More than 15 Marine Corps poolees along with several guests attended Marine Corps Recruiting Sub-Station Madison Heights’ warrior training in Madison Heights, Michigan July 29.
The warrior training is set up weekly by RSS Madison Heights recruiters to prepare their future Marines for success during the rigors of recruit training
“We try to simulate an environment similar to what these young men and women will experience once they step off the bus and set foot onto Marine Corps Recruit Depot Parris Island, South Carolina,” said Sgt. Joseph F. Barton, a canvasing recruiter at Marine Corps RSS Madison Heights. “Our goal is to have them as prepared as possible before they leave.”
The warrior training events are used as ways that Marine Corps recruiters can track the preparedness levels of their poolees.
“The purpose of the warrior training is to prepare the poolees not only physically, but mentally for the challenges they will face at Parris Island,” said Barton, a native of Warren, Michigan.
The training session began with a Marine Corps knowledge class given by Gabriel Tosto, a poolee squad-leader for RSS Madison Heights.
“I’ve always wanted to join the military,” said Tosto, an 18-year-old native of Warren, Michigan. “I talked to a lot of former Marines, the way they carried themselves and the confidence they displayed made me want to be like them one day.”
According to Tosto, before joining the Delayed Entry Program, he would have never pictured himself leading a group of more than 20 of his peers.
“The weekly training seasons have boosted my confidence,” said Tosto. “We always have a lot of fun, but there’s a feeling of extreme seriousness with everything we do.”
According to Gunnery Sgt.
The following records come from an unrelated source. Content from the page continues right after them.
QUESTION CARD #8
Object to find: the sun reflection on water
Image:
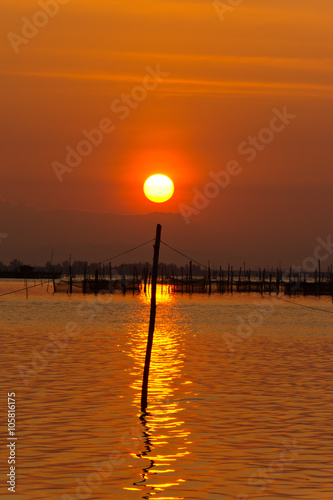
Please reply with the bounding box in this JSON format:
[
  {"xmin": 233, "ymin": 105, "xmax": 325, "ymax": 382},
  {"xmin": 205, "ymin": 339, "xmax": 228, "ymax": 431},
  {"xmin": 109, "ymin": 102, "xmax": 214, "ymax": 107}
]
[{"xmin": 124, "ymin": 285, "xmax": 191, "ymax": 500}]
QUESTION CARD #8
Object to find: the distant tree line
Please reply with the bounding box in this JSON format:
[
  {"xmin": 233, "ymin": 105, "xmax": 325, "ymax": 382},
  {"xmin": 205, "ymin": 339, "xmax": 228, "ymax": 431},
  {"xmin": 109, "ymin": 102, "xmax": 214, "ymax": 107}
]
[{"xmin": 0, "ymin": 259, "xmax": 208, "ymax": 278}]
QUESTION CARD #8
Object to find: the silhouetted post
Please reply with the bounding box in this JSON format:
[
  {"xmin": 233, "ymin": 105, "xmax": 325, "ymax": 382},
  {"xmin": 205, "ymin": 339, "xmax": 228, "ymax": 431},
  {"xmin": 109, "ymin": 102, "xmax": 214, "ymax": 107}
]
[
  {"xmin": 95, "ymin": 269, "xmax": 98, "ymax": 295},
  {"xmin": 141, "ymin": 224, "xmax": 162, "ymax": 412},
  {"xmin": 82, "ymin": 264, "xmax": 87, "ymax": 295},
  {"xmin": 237, "ymin": 267, "xmax": 242, "ymax": 292}
]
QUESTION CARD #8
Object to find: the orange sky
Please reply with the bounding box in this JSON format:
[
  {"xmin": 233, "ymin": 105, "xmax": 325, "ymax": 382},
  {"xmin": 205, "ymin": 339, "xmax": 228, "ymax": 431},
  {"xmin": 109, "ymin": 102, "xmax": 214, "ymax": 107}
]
[{"xmin": 0, "ymin": 0, "xmax": 333, "ymax": 254}]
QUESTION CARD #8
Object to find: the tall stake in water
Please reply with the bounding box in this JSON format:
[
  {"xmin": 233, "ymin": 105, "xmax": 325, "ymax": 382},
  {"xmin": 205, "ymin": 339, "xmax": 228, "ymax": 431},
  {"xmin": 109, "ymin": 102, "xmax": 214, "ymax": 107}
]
[{"xmin": 141, "ymin": 224, "xmax": 162, "ymax": 412}]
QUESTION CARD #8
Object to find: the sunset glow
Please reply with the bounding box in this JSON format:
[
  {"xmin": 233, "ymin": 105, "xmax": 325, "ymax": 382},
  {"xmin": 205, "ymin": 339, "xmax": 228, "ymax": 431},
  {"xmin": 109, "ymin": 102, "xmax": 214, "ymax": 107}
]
[{"xmin": 143, "ymin": 174, "xmax": 174, "ymax": 203}]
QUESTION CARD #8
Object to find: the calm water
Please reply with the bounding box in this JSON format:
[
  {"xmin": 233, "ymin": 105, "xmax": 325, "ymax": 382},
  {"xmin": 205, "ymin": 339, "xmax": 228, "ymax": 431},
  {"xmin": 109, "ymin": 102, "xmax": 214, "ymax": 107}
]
[{"xmin": 0, "ymin": 282, "xmax": 333, "ymax": 500}]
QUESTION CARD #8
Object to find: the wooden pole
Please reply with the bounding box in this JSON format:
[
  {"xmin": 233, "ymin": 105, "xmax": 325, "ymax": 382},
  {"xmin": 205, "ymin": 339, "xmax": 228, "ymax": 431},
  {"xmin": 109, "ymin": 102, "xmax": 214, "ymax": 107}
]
[{"xmin": 141, "ymin": 224, "xmax": 162, "ymax": 413}]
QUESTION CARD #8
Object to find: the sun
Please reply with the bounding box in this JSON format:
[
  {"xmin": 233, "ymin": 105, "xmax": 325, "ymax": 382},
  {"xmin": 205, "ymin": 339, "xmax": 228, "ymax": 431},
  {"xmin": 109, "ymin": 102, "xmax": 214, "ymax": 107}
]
[{"xmin": 143, "ymin": 174, "xmax": 175, "ymax": 203}]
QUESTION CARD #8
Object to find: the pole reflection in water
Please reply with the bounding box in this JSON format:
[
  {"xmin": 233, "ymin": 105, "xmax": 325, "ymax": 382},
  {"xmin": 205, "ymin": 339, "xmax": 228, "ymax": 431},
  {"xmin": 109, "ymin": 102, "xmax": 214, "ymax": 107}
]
[{"xmin": 125, "ymin": 286, "xmax": 191, "ymax": 500}]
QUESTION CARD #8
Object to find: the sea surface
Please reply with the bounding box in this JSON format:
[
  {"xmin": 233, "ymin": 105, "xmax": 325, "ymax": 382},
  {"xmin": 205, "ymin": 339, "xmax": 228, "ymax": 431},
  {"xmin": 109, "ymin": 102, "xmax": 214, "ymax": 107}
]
[{"xmin": 0, "ymin": 281, "xmax": 333, "ymax": 500}]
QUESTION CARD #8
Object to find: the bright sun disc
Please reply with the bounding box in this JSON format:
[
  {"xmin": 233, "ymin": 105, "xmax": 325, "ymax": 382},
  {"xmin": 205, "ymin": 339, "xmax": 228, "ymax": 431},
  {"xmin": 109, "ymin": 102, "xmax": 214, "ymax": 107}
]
[{"xmin": 143, "ymin": 174, "xmax": 174, "ymax": 203}]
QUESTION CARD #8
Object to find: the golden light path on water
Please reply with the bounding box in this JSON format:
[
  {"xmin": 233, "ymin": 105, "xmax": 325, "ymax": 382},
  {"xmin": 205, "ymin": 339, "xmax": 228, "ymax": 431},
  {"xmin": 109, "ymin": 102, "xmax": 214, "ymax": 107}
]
[{"xmin": 124, "ymin": 285, "xmax": 192, "ymax": 500}]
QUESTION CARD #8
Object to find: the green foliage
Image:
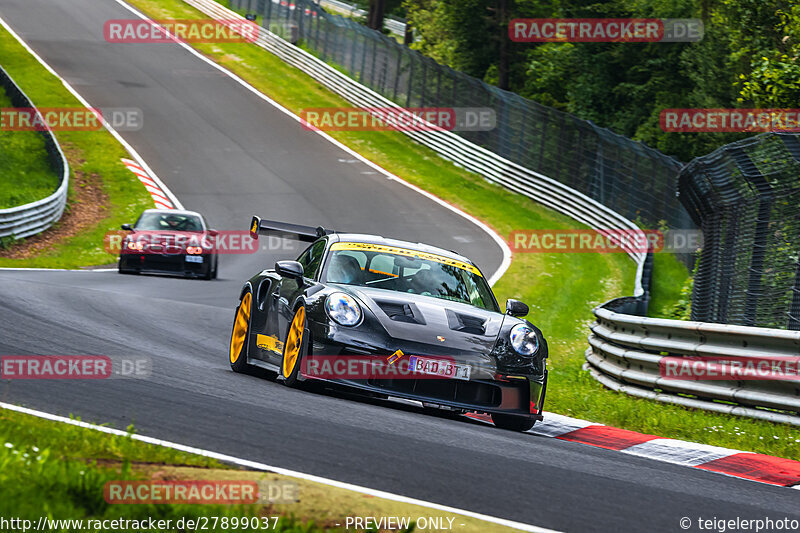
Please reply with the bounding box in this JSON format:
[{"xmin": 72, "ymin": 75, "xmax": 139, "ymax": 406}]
[
  {"xmin": 0, "ymin": 87, "xmax": 60, "ymax": 208},
  {"xmin": 404, "ymin": 0, "xmax": 800, "ymax": 161}
]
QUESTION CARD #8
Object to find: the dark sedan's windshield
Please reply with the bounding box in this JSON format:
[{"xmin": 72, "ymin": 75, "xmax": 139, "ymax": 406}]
[
  {"xmin": 325, "ymin": 242, "xmax": 498, "ymax": 311},
  {"xmin": 135, "ymin": 213, "xmax": 203, "ymax": 231}
]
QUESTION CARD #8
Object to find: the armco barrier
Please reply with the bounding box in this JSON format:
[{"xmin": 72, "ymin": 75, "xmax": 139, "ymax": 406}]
[
  {"xmin": 0, "ymin": 67, "xmax": 69, "ymax": 239},
  {"xmin": 184, "ymin": 0, "xmax": 646, "ymax": 297},
  {"xmin": 586, "ymin": 298, "xmax": 800, "ymax": 426}
]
Dominic Freda, the staff noncommissioned officer in charge of RSS Madison Heights, it is all about increasing the standards the poolees already possess and bringing them to the level of proficiency and standard of excellence expected by the Marine Corps.
“There are three things we want the poolees to take away with them following each weekly warrior training session,” said Freda, a native of Livonia, Michigan. “First, is to build camaraderie amongst their fellow poolees; second is to physically and mentally work them out, which is done by testing them on their rank structure and other general Marine Corps knowledge; and third is clearly painting the picture of what each individual needs to work on, while instructing them on how to effectively better themselves”
“As recruiters, we only get the chance to see these young men and women once or twice a week and that alone will not make them successful in the Marine Corps,” said Freda. “All we can do is give them the tools so they can apply them in their lives even when we are not around.”